Toxic Trash Burning in War Zones
The U.S. military has scores of open trash-burning pits in Afghanistan and Iraq, according to various sources such as Guernicamag.com. One of their recent articles states there were over 100 operating in Afghanistan last year, because about ten pounds of solid waste were being created daily by the 100,000 military personnel there. The same source says for the same year there were 22 open burning pits in Iraq.
Burning plastic produces smoke containing chemicals that can cause cancer. Toxic pollutants like benzene, styrene oxide, formaldehyde, dixoin, and furans can be emitted upon burning plastic and paper products. The state of Illinois EPA website says these chemicals can cause health problems, Short-term exposure can aggravate asthma and affect other respiratory conditions. Long-term exposure can lead to an increased risk of cancer, heart disease, and respiratory, reproductive and developmental problems.
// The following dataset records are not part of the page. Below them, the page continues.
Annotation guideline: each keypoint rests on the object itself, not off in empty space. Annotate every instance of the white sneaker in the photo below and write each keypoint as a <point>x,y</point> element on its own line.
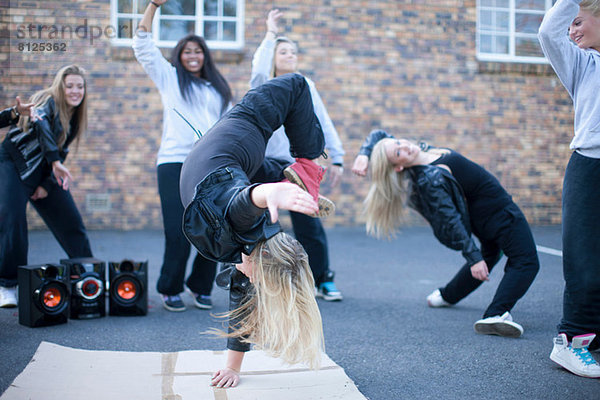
<point>8,296</point>
<point>436,300</point>
<point>575,357</point>
<point>501,325</point>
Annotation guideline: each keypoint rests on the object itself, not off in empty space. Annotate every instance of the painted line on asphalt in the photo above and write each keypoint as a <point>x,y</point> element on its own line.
<point>548,250</point>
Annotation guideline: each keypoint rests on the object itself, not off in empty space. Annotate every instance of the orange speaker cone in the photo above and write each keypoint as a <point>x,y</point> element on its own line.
<point>127,290</point>
<point>52,297</point>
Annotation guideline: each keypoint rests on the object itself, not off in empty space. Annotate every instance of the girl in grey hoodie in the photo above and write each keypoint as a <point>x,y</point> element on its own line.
<point>570,39</point>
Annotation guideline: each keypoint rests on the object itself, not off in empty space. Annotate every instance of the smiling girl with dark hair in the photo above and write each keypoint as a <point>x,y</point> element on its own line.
<point>193,93</point>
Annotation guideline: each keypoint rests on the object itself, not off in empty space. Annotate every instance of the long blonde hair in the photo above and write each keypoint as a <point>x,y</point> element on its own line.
<point>591,6</point>
<point>386,202</point>
<point>281,316</point>
<point>57,92</point>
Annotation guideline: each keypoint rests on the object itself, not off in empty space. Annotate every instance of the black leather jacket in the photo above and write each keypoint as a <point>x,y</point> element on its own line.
<point>222,222</point>
<point>34,150</point>
<point>6,118</point>
<point>439,198</point>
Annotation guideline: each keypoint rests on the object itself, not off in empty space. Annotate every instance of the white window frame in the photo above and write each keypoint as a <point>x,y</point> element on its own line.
<point>199,20</point>
<point>512,36</point>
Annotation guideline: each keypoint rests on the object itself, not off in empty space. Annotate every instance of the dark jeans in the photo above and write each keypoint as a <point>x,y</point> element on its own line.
<point>177,247</point>
<point>512,236</point>
<point>239,139</point>
<point>308,231</point>
<point>581,247</point>
<point>58,210</point>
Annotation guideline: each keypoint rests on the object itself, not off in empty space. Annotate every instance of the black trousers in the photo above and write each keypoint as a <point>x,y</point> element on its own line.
<point>308,231</point>
<point>581,248</point>
<point>58,210</point>
<point>177,247</point>
<point>508,232</point>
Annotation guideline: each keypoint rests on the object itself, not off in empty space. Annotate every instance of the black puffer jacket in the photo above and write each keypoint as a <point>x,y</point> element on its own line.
<point>6,118</point>
<point>222,222</point>
<point>439,198</point>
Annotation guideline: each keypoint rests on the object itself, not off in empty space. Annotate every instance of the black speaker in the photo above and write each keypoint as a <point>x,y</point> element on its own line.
<point>128,288</point>
<point>88,284</point>
<point>43,294</point>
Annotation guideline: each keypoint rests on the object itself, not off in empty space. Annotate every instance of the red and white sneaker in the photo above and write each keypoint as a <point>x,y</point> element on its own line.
<point>308,175</point>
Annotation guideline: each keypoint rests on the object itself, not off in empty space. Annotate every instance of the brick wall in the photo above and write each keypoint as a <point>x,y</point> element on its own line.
<point>400,65</point>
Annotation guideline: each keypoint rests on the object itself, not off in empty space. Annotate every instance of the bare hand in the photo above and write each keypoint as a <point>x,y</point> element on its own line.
<point>225,378</point>
<point>272,20</point>
<point>284,195</point>
<point>361,165</point>
<point>62,174</point>
<point>480,271</point>
<point>334,175</point>
<point>24,109</point>
<point>40,193</point>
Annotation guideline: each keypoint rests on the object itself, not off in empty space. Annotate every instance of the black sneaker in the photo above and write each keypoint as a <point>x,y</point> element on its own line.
<point>201,301</point>
<point>328,291</point>
<point>173,303</point>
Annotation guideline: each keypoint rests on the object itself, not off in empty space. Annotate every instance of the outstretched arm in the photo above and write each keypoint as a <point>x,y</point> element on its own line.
<point>262,62</point>
<point>146,22</point>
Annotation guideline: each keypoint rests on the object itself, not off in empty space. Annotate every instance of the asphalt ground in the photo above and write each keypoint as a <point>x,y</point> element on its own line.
<point>383,334</point>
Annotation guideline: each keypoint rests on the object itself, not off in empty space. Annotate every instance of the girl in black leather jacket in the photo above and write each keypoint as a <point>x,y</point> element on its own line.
<point>458,198</point>
<point>230,220</point>
<point>31,169</point>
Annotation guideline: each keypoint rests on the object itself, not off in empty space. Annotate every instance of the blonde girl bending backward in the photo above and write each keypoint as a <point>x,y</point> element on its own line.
<point>459,199</point>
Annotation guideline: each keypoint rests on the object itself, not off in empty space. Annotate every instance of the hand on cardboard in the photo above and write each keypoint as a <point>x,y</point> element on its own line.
<point>40,193</point>
<point>285,196</point>
<point>224,378</point>
<point>480,271</point>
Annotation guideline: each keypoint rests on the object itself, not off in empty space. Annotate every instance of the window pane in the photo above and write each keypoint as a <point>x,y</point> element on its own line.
<point>141,6</point>
<point>179,7</point>
<point>211,7</point>
<point>124,6</point>
<point>485,20</point>
<point>501,21</point>
<point>210,30</point>
<point>527,23</point>
<point>528,47</point>
<point>485,44</point>
<point>229,31</point>
<point>175,30</point>
<point>501,46</point>
<point>531,4</point>
<point>229,8</point>
<point>495,3</point>
<point>126,27</point>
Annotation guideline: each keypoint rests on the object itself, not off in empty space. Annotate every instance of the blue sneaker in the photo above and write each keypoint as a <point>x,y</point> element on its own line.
<point>574,356</point>
<point>173,303</point>
<point>329,292</point>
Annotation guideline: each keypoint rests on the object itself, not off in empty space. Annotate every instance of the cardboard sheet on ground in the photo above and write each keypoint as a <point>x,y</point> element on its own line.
<point>68,374</point>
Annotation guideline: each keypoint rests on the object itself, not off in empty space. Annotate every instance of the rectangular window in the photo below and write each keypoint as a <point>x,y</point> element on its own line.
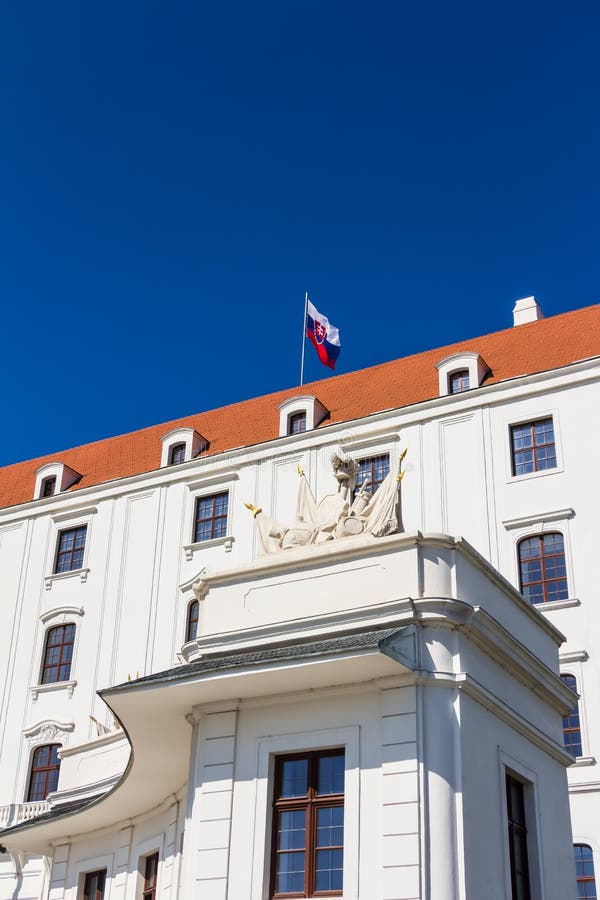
<point>44,772</point>
<point>150,873</point>
<point>211,517</point>
<point>58,654</point>
<point>517,839</point>
<point>373,470</point>
<point>542,568</point>
<point>93,886</point>
<point>308,825</point>
<point>584,872</point>
<point>532,446</point>
<point>70,549</point>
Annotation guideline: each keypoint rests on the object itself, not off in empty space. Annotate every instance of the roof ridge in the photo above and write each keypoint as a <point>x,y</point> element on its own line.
<point>510,352</point>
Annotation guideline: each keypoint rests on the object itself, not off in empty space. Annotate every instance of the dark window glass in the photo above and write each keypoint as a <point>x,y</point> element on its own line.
<point>308,825</point>
<point>532,446</point>
<point>43,777</point>
<point>150,877</point>
<point>584,872</point>
<point>542,568</point>
<point>71,546</point>
<point>192,622</point>
<point>48,486</point>
<point>374,470</point>
<point>58,654</point>
<point>571,723</point>
<point>297,423</point>
<point>517,839</point>
<point>211,517</point>
<point>458,381</point>
<point>176,454</point>
<point>93,886</point>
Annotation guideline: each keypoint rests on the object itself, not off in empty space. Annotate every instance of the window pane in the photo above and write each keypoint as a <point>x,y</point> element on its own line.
<point>294,782</point>
<point>290,873</point>
<point>331,774</point>
<point>584,870</point>
<point>330,827</point>
<point>292,830</point>
<point>329,870</point>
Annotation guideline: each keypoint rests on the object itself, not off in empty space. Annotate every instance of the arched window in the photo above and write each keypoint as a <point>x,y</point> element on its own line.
<point>584,872</point>
<point>176,454</point>
<point>58,654</point>
<point>192,622</point>
<point>297,423</point>
<point>458,381</point>
<point>542,568</point>
<point>43,777</point>
<point>571,724</point>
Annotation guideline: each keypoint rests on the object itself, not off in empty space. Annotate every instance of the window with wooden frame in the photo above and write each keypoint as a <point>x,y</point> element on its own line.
<point>70,549</point>
<point>542,568</point>
<point>176,454</point>
<point>48,486</point>
<point>374,469</point>
<point>192,621</point>
<point>584,872</point>
<point>43,774</point>
<point>210,521</point>
<point>571,722</point>
<point>93,885</point>
<point>297,423</point>
<point>458,381</point>
<point>58,654</point>
<point>532,446</point>
<point>517,839</point>
<point>308,825</point>
<point>150,877</point>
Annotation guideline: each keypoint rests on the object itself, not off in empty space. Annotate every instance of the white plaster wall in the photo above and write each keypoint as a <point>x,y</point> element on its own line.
<point>487,746</point>
<point>458,478</point>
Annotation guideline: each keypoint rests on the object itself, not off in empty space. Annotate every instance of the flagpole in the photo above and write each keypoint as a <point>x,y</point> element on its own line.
<point>303,339</point>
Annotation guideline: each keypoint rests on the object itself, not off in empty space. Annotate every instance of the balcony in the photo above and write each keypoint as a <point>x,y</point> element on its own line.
<point>15,813</point>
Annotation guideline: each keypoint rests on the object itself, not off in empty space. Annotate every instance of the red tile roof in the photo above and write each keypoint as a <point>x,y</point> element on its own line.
<point>526,349</point>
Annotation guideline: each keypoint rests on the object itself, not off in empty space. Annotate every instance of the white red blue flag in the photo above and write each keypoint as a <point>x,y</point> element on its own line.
<point>324,336</point>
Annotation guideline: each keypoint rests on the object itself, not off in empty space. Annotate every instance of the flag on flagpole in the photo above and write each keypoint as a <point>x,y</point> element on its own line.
<point>324,336</point>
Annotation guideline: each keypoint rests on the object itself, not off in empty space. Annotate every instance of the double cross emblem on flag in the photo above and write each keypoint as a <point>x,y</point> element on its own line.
<point>324,337</point>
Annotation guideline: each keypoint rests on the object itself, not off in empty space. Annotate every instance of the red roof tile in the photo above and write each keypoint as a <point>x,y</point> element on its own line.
<point>534,347</point>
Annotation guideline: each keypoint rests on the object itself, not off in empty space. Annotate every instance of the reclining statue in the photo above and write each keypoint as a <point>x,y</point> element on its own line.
<point>347,513</point>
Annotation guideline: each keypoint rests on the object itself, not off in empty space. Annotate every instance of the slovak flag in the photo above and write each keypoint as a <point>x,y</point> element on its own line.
<point>325,337</point>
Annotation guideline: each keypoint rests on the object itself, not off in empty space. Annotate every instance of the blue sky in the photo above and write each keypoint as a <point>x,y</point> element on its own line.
<point>175,176</point>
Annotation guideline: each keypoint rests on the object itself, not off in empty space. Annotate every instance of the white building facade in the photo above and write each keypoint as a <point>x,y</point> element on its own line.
<point>361,711</point>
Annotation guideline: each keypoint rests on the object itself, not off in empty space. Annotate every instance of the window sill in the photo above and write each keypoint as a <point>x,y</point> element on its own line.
<point>37,689</point>
<point>516,479</point>
<point>82,574</point>
<point>558,604</point>
<point>190,549</point>
<point>585,761</point>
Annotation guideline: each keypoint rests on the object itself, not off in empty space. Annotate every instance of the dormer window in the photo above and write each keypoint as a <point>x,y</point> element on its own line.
<point>300,414</point>
<point>48,486</point>
<point>297,423</point>
<point>181,445</point>
<point>176,454</point>
<point>461,372</point>
<point>54,478</point>
<point>458,381</point>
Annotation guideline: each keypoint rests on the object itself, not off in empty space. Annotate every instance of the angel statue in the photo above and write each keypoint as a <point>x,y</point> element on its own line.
<point>347,513</point>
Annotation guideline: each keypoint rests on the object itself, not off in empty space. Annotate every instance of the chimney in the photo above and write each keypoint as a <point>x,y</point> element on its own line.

Burning computers, TVs and mobile phones releases heavy metals into the air and they are also linked to health problems. Lead, mercury and cadmium are some of the main metals in these consumer products. Apparently diesel fuel is being used in the open burn pits to start the materials on fire, and to keep them burning. This kind of fuel also releases toxins into the air when it is burned. Consider what the State of California Office of Environmental Health Hazard Assessment says about diesel fuel emissions, “Diesel exhaust and many individual substances contained in it (including arsenic, benzene, formaldehyde and nickel) have the potential to contribute to mutations in cells that can lead to cancer. In fact, long-term exposure to diesel exhaust particles poses the highest cancer risk of any toxic air contaminant evaluated by OEHHA. ARB estimates that about 70 percent of the cancer risk that the average Californian faces from breathing toxic air pollutants stems from diesel exhaust particles.”
Sometimes jet fuel is used to burn the trash, and that also can result in emissions of toxic pollutants. Hundreds of U.S. war veterans have taken legal action because they believe medical conditions they have suffered since their deployment are due to exposure to smoke from open-pit trash burning in Afghanistan and Iraq.